For simplicity, let us start with the two-variable case: suppose that X and Y are adjacent and at least one of them is adjacent to C, and there are no confounders behind them. We aim to identify the causal direction between them, which, without loss of generality, we assume to be X → Y. The guiding idea is that distribution shift may carry information that confirms “independence” of causal modules, which, in the simple case we are considering, is the “independence” between P(X) and P(Y|X). If P(X) and P(Y |X) are “independent” but P(Y) and P(X|Y ) are not, then the causal direction is inferred to be from X to Y.

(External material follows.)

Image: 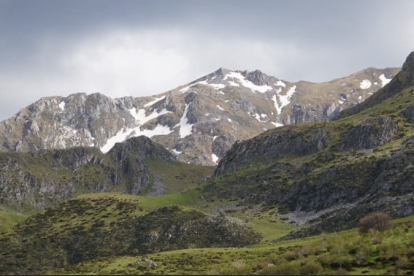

The dependence between P(X) and P(Y|X) can be estimated by extending the Hilbert-Schmidt Independence Criterion (HSIC) [3].

a). HSIC:

Given a set of observations {(u₁, v₁), (u₂, v₂), …, (u_N, v_N)} for variables U and V, respectively, HSIC provides a statistic for testing their statistical independence as well as a measure of dependence. Let M_U and M_V be the Gram matrices for U and V calculated on the sample, respectively. An estimator of HSIC is given by [3]

{HSIC}_{U V} = \frac{1}{{(N - 1)}^{2}} tr (M_{U} H M_{V} H),

(5)

where H is used to center the features, with entries $H_{i j} ≔ δ_{i j} - N^{- 1}$ .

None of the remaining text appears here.